How Websites Detect Bots in 2026
Layer-by-layer breakdown of how Cloudflare, Akamai, and DataDome detect automation — from TCP SYN packets through TLS handshakes to behavioral signals. Based on empirical captures, not speculation.
The Detection Hierarchy
Bot detection is a layered system. Each layer fires at a different point in the connection lifecycle, and each one can reject you before the next layer even runs. Here’s the order, from earliest to latest:
- TCP/IP fingerprint — before encryption, before HTTP, before anything
- TLS ClientHello — during the handshake, before any application data
- HTTP/2 SETTINGS — the first application frame after TLS completes
- HTTP header order and values — the actual request
- Client Hints coherence — cross-header consistency checks
- IP reputation / ASN classification — datacenter IP = suspicion
- Behavioral signals — timing, navigation patterns, mouse movement
The critical insight: layers 1-4 are checked before a single byte of your “page content” loads. No JavaScript runs. No CAPTCHA renders. The server already knows if your connection looks like a browser or a script.
Modern anti-bot systems look for cross-layer consistency — what they call “stack drift.” A perfect TLS fingerprint paired with wrong HTTP/2 settings is more suspicious than getting both slightly wrong. Every layer must tell the same story.
Layer 0: TCP/IP Fingerprinting
The TCP SYN packet — the very first packet of any connection — reveals the operating system. This happens before encryption, before TLS, before HTTP. The server (or its CDN) sees raw TCP parameters that differ by OS:
| Parameter | Linux | Windows | macOS |
|---|---|---|---|
| Initial TTL | 64 | 128 | 64 |
| TCP Window Size | 29,200 (kernel 3.x) / 64,240 (5.x+) | 65,535 | 65,535 |
| Window Scale | 7 | 8 | varies |
| TCP Options Order | MSS, SACK_PERM, TIMESTAMP, NOP, WSCALE | MSS, NOP, WSCALE, NOP, NOP, SACK_PERM (no TIMESTAMP) | MSS, NOP, WSCALE, NOP, NOP, TIMESTAMP, SACK_PERM |
Windows is the outlier: TTL of 128, no TIMESTAMP option. Linux and macOS share TTL 64 but differ in TCP options order. Tools like p0f and Zardaxt (used by DataDome in production) classify OS from these values.

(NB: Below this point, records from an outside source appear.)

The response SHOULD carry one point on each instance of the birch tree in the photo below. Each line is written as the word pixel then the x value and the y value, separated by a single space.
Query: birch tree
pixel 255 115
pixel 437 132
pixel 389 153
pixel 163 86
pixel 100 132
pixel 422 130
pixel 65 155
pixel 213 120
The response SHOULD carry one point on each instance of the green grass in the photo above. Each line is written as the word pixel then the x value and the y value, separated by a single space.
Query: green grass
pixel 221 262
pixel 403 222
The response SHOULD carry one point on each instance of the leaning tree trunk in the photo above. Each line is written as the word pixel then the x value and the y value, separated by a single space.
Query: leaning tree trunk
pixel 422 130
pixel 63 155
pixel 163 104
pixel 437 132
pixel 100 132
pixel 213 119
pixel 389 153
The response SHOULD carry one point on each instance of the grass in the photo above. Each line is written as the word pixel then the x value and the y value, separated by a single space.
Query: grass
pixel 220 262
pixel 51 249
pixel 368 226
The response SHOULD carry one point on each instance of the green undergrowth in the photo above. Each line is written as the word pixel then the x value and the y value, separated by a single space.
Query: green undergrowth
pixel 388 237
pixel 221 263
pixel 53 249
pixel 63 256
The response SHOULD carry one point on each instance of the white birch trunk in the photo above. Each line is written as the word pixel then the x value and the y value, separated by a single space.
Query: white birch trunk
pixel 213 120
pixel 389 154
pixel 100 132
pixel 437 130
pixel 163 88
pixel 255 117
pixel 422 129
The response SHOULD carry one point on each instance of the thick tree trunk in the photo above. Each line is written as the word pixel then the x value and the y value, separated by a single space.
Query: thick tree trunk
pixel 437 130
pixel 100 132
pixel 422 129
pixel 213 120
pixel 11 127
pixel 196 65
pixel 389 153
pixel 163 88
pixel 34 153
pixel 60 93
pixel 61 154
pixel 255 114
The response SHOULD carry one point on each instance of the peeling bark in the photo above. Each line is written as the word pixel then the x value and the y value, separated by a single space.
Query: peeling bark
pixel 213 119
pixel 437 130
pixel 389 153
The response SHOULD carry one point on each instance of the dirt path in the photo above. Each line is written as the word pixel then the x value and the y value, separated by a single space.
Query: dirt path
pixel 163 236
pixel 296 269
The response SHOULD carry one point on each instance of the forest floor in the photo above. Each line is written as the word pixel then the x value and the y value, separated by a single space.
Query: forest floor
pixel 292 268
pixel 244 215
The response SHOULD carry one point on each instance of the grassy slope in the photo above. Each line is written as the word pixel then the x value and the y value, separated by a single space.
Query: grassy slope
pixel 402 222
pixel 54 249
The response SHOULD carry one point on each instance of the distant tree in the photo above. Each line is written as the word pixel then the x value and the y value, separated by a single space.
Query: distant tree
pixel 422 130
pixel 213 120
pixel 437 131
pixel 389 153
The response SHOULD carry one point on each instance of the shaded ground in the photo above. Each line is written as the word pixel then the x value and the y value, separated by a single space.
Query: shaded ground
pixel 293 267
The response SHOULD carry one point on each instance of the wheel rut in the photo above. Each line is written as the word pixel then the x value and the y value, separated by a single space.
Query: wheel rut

The JA4T fingerprint formalizes this: Window_Size, Options, MSS, TTL. It’s compact enough to index and fast enough to check on every connection.
The proxy problem
When traffic routes through a proxy (SOCKS5, CONNECT), the target server sees the proxy’s TCP stack, not yours. If the proxy runs Linux (TTL=64, Linux TCP options) but your User-Agent claims Windows (TTL=128, Windows TCP options), that’s a detectable mismatch.
In practice, most proxy servers run Linux. This means:
- macOS User-Agents: Safe. macOS and Linux both use TTL=64, so the TCP layer is consistent.
- Windows User-Agents: Risky. TTL=64 from the Linux proxy contradicts the expected TTL=128 from a Windows machine.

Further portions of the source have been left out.